Low Regularity and Long Time Dynamics in Nonlinear Dispersive Flows

非线性弥散流中的低规律性和长时间动态

• 批准号: 2348908
• 负责人: Mihaela Ifrim
• 金额: $ 34.34万
• 依托单位: University of Wisconsin-Madison
• 依托单位国家: 美国
• 项目类别: Standard Grant
• 财政年份: 2024
• 资助国家: 美国
• 起止时间: 2024-08-01 至 2027-07-31
• 项目状态: 未结题
• 来源: https://www.nsf.gov/awardsearch/showAward?AWD_ID=2348908&HistoricalAwards=false
• 关键词: Low; Regularity; Long; Time; Dynamics

The primary objective of this project is to examine solutions to a broad class of equations that can be described as nonlinear waves. These mathematical equations model a wide range of physical phenomena arising in fluid dynamics (oceanography), quantum mechanics, plasma physics, nonlinear optics, and general relativity. The equations being studied range from semilinear to fully nonlinear, and from local to nonlocal equations, and we aim to investigate them in an optimal fashion both locally and globally in time. This research develops and connects ideas and methods in partial differential equations, and in some cases also draws a clear path towards other problems in fields such as geometry, harmonic analysis, complex analysis, and microlocal analysis. The project provides research training opportunities for graduate students.The strength of the nonlinear wave interactions is the common feature in the models considered in this proposal, and it significantly impacts both their short-time and their long-time behavior. The project addresses a series of very interesting questions concerning several classes of nonlinear dispersive equations: (i) short-time existence theory in a low regularity setting; (ii) breakdown of waves, and here a particular class of equations is provided by the water wave models; and (iii) long-time persistence and/or dispersion and decay of waves, which would involve either a qualitative aspect attached to it, that is, an asymptotic description of the nonlinear solution, or a quantitative description of it, for instance nontraditional scattering statements providing global in time dispersive bounds. All of this also depends strongly on the initial data properties, such as size, regularity and localization.This award reflects NSF's statutory mission and has been deemed worthy of support through evaluation using the Foundation's intellectual merit and broader impacts review criteria.
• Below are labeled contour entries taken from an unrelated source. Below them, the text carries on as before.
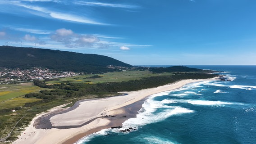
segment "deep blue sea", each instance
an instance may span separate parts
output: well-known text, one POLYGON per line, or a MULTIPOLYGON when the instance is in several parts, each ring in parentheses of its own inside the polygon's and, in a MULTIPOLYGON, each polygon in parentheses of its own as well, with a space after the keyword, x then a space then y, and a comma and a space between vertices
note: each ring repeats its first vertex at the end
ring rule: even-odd
POLYGON ((105 129, 78 144, 256 144, 256 66, 187 66, 225 72, 232 81, 204 81, 149 97, 137 130, 105 129))

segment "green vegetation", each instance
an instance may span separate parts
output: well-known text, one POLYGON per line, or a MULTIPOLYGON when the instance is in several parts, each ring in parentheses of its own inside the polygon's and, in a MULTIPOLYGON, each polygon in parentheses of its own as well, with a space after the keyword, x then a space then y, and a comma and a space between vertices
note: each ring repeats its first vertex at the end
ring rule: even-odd
MULTIPOLYGON (((157 87, 186 79, 211 78, 203 73, 154 73, 145 70, 87 74, 73 77, 34 80, 32 83, 0 85, 0 139, 13 140, 38 113, 56 106, 86 99, 119 95, 119 91, 157 87), (11 111, 15 109, 16 112, 11 111)), ((0 144, 1 142, 0 142, 0 144)))
POLYGON ((0 67, 8 68, 41 67, 65 72, 99 73, 132 67, 113 58, 94 54, 9 46, 0 46, 0 67))
POLYGON ((167 68, 150 68, 149 70, 153 72, 217 72, 219 71, 206 70, 201 69, 190 68, 185 66, 173 66, 167 68))

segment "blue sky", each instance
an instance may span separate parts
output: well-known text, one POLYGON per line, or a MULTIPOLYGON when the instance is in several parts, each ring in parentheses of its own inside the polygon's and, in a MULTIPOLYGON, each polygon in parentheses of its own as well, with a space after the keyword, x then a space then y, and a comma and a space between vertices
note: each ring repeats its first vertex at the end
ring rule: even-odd
POLYGON ((256 65, 256 0, 0 0, 0 45, 132 65, 256 65))

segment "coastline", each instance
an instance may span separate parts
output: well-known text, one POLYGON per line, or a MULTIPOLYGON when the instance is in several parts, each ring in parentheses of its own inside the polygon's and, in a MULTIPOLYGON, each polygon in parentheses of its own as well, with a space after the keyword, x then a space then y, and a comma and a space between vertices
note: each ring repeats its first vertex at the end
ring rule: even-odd
POLYGON ((135 91, 122 92, 128 94, 122 96, 100 99, 88 99, 79 102, 76 108, 66 112, 55 114, 50 120, 53 128, 36 129, 33 124, 43 115, 49 115, 56 111, 64 111, 58 106, 47 112, 40 114, 33 119, 31 124, 13 144, 71 144, 81 138, 101 130, 122 126, 126 120, 136 117, 145 99, 153 94, 178 89, 184 85, 195 82, 213 81, 208 79, 186 80, 155 88, 135 91), (95 106, 96 105, 96 107, 95 106), (123 117, 125 115, 126 117, 123 117), (106 117, 108 116, 108 117, 106 117), (110 116, 113 116, 110 117, 110 116), (91 120, 94 120, 91 121, 91 120), (85 122, 90 121, 88 123, 85 122), (72 128, 59 129, 63 126, 72 128))

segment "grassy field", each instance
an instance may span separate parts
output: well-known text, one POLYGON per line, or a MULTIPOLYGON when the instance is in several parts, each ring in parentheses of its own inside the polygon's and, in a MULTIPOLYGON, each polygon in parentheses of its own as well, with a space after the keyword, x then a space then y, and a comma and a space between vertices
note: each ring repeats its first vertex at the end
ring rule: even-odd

这个项目的主要目标是研究可以被描述为非线性波的一类广泛的方程的解。这些数学方程模拟了流体力学(海洋学)、量子力学、等离子体物理、非线性光学和广义相对论中出现的各种物理现象。所研究的方程从半线性到完全非线性，从局部方程到非局部方程，我们的目标是在时间上以局部和全局的最优方式研究它们。这项研究发展和联系了偏微分方程组的思想和方法，在某些情况下也为几何、调和分析、复分析和微局部分析等领域的其他问题开辟了一条清晰的道路。该项目为研究生提供了研究培训机会。非线性波相互作用的强度是本方案所考虑的模型的共同特征，它显著影响了他们的短期行为和长期行为。该项目解决了与几类非线性色散方程有关的一系列非常有趣的问题：(I)低正则性背景下的短时存在理论；(Ii)波的破裂，这里由水波模型提供了一类特定的方程；以及(Iii)波的长时间持续和/或频散和衰减，这将涉及到与之相关的定性方面，即非线性解的渐近描述，或其定量描述，例如提供全局时间色散界的非传统散射声明。所有这一切也强烈依赖于初始数据属性，如大小、规律性和本地化。该奖项反映了NSF的法定使命，并通过使用基金会的智力优势和更广泛的影响审查标准进行评估，被认为值得支持。